Aggiornato il 28 dic 2023



La trasformazione digitale degli esercizi commerciali

A spingere la trasformazione digitale degli esercizi commerciali tradizionali sono la digitalizzazione, l’ibridazione e la servitizzazione del business. Ecco cosa emerge dall’indagine di SumUp.

I tre fattori della trasformazione digitale degli esercizi commerciali

Gli esercizi commerciali italiani stanno cambiando pelle, grazie al boom dei pagamenti cashless (+140% rispetto al pre-Covid), alla digitalizzazione dei servizi e all’ibridazione del proprio business di origine con altri ambiti di competenza.

Secondo SumUp, le attività in transizione sono non solo edicole e chioschi digitali, ma anche tabaccai, farmacie e punti prelievi (ATM).

L’ibridazione del proprio business di partenza con altri ambiti di competenza è all’origine per esempio della riconversione delle librerie in punti di riferimento per intere comunità culturali: non solo libri, ma anche incontri con scrittori e musicisti, abbonamenti a cinema e teatro e biglietti dei concerti, eventi culturali.

La servitizzazione delle attività, invece, porta numerosi esercenti ad offrire oggi vari servizi ai cittadini, come la possibilità di pagare multe e ricaricare abbonamenti, ritirare pacchi, effettuare alcune prestazioni mediche (nel caso delle farmacie), oltre alla vendita di beni.

L’indagine di SumUp: il digitale cambia i quartieri

Edicole e tabaccai dove saldare le bollette e comprare titoli di viaggio.
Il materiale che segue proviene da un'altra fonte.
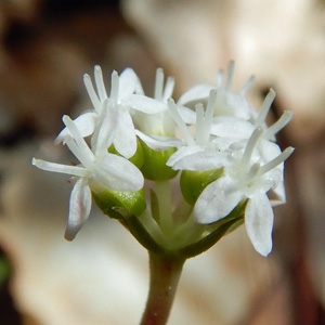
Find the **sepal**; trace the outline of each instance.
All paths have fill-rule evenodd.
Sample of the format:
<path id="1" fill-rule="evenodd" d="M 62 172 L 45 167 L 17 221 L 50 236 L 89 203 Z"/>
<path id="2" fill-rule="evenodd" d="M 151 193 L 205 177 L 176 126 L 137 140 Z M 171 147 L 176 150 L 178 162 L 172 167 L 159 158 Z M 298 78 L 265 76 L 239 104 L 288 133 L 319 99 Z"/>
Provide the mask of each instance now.
<path id="1" fill-rule="evenodd" d="M 118 208 L 122 208 L 134 216 L 140 216 L 146 209 L 143 188 L 136 192 L 96 188 L 92 191 L 92 197 L 102 212 L 114 219 L 121 218 Z"/>
<path id="2" fill-rule="evenodd" d="M 153 181 L 167 181 L 173 179 L 178 171 L 167 166 L 166 162 L 169 157 L 177 151 L 171 147 L 166 151 L 155 151 L 148 147 L 141 141 L 143 150 L 144 164 L 141 171 L 145 179 Z"/>
<path id="3" fill-rule="evenodd" d="M 183 197 L 190 205 L 194 205 L 206 186 L 222 174 L 222 168 L 207 171 L 183 170 L 180 180 Z"/>

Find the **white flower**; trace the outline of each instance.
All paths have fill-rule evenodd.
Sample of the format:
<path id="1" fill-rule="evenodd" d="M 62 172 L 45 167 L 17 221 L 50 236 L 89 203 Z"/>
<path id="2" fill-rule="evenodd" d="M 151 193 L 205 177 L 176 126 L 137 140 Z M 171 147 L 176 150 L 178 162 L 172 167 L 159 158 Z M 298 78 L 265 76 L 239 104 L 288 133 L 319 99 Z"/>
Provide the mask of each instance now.
<path id="1" fill-rule="evenodd" d="M 219 151 L 210 135 L 217 99 L 217 91 L 212 89 L 209 94 L 207 109 L 204 109 L 203 104 L 195 106 L 195 136 L 193 136 L 190 128 L 180 116 L 177 105 L 172 100 L 169 101 L 170 113 L 179 126 L 184 140 L 180 141 L 178 151 L 168 159 L 168 166 L 176 170 L 210 170 L 221 168 L 226 164 L 226 153 Z"/>
<path id="2" fill-rule="evenodd" d="M 263 130 L 256 129 L 244 151 L 233 153 L 233 162 L 224 176 L 209 184 L 194 206 L 199 223 L 211 223 L 226 217 L 243 199 L 248 199 L 245 224 L 248 236 L 262 256 L 272 249 L 273 210 L 266 195 L 283 182 L 283 161 L 294 148 L 281 153 L 278 146 L 261 139 Z M 257 143 L 259 143 L 257 147 Z"/>
<path id="3" fill-rule="evenodd" d="M 210 84 L 197 84 L 187 90 L 178 101 L 179 105 L 186 105 L 191 102 L 197 103 L 208 99 L 209 91 L 217 89 L 218 99 L 214 105 L 214 116 L 235 116 L 245 120 L 253 120 L 257 112 L 249 105 L 245 95 L 250 89 L 253 77 L 250 77 L 246 84 L 237 92 L 232 92 L 232 81 L 234 76 L 234 62 L 230 62 L 226 80 L 223 79 L 223 70 L 217 77 L 217 87 Z"/>
<path id="4" fill-rule="evenodd" d="M 40 169 L 78 178 L 69 202 L 68 225 L 65 234 L 68 240 L 74 239 L 89 217 L 92 185 L 101 184 L 114 191 L 139 191 L 143 187 L 144 180 L 140 170 L 127 159 L 107 152 L 107 144 L 109 145 L 114 138 L 112 125 L 115 118 L 108 107 L 104 107 L 103 110 L 106 110 L 106 114 L 102 115 L 91 148 L 80 134 L 76 122 L 68 116 L 63 117 L 67 130 L 64 142 L 81 162 L 80 165 L 67 166 L 36 158 L 31 161 Z"/>
<path id="5" fill-rule="evenodd" d="M 94 67 L 94 78 L 98 93 L 93 88 L 90 76 L 86 74 L 83 77 L 84 86 L 94 109 L 81 114 L 75 119 L 75 123 L 81 136 L 91 135 L 99 127 L 103 107 L 108 102 L 108 109 L 117 112 L 113 144 L 123 157 L 130 158 L 136 151 L 136 138 L 130 110 L 136 109 L 154 114 L 162 110 L 165 106 L 153 99 L 138 94 L 142 92 L 142 87 L 138 76 L 131 68 L 126 68 L 120 76 L 113 72 L 109 98 L 107 96 L 102 69 L 99 65 Z M 68 130 L 66 128 L 63 129 L 55 143 L 64 142 L 67 134 Z"/>

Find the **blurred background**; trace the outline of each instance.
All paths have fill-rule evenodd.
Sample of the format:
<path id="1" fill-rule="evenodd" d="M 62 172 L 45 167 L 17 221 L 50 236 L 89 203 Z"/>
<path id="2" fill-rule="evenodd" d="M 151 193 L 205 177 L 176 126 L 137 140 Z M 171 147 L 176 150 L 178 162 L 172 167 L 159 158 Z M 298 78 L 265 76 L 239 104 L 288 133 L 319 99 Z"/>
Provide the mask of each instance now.
<path id="1" fill-rule="evenodd" d="M 245 229 L 184 268 L 169 324 L 325 324 L 325 1 L 0 0 L 0 323 L 138 324 L 148 286 L 146 251 L 93 209 L 73 243 L 63 234 L 70 185 L 30 166 L 72 161 L 53 140 L 61 117 L 90 108 L 82 75 L 132 67 L 147 94 L 155 70 L 176 77 L 174 99 L 214 82 L 235 60 L 233 90 L 256 76 L 257 109 L 292 145 L 285 206 L 275 208 L 266 259 Z"/>

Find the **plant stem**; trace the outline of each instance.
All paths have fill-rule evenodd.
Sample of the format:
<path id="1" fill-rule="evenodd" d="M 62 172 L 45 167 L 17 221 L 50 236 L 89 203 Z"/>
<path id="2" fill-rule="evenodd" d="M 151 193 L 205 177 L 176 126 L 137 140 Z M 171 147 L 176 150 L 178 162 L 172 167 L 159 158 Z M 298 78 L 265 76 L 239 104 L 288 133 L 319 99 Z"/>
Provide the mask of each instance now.
<path id="1" fill-rule="evenodd" d="M 150 252 L 150 292 L 140 325 L 167 323 L 184 262 L 184 258 Z"/>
Farmacie che offrono servizi di spedizione via corriere. ATM dove prelevare, ma anche versare, contanti e pagare le tasse, che diventano elementi di arredo e verde urbano.

In Italia, la digitalizzazione sta facendo cambiare pelle a diversi esercizi commerciali che, dopo essere rimasti punti di riferimento fossilizzati per decenni nella vita di quartiere, oggi invece mutando identità e funzione, soprattutto grazie ai pagamenti digitali.

Nel 2022 le transazioni senza contanti sono salite del 19,6% rispetto al 2021 e di oltre il 140% rispetto al pre-pandemia. Fra queste quasi 8 su 10 sono pagamenti in modalità contactless (cioè tramite carta, smartphone e smartwatch senza contatto con il POS). L’82,7% avviene nelle edicole. Qui si registrano anche alcuni degli scontrini contactless più bassi (20,5 euro) insieme alle tabaccherie (19,2 euro). Cresce dunque la propensione dei consumatori a pagare con strumenti digitali anche piccoli importi.

Ma un ruolo chiave lo ricopre anche il processo di servitizzazione e ibridazione del business. Sono infatti tante le attività, infatti, che alla vendita di beni affiancano oggi vari servizi ai cittadini, come la possibilità di pagare multe e ricaricare abbonamenti oppure la ricezione e l’invio di pacchi.

La digitalizzazione delle attività commerciali tradizionali solleva una serie di temi legati alla possibilità di convertire alcune tipologie di business – dalla vendita di beni alla fornitura di servizi: da un lato, attività come edicole e tabaccai trovano nuova vita grazie all’innovazione, dall’altro diventano un punto di riferimento per intere comunità di cittadini. Pensiamo, per esempio, a territori rurali e montani in cui pagare le bollette o prelevare denaro sono attività che implicano spesso lunghi spostamenti: questa problematica può essere risolta con la diffusione di edicole e farmacie smart, dove all’interno della stessa attività commerciale coesistono negozio fisico e servizi digitali”, commenta Umberto Zola, Growth Marketing Lead di SumUp. SumUp ha anticipato questo processo, offrendo supporto ai merchant per una progressiva digitalizzazione degli esercizi commerciali”.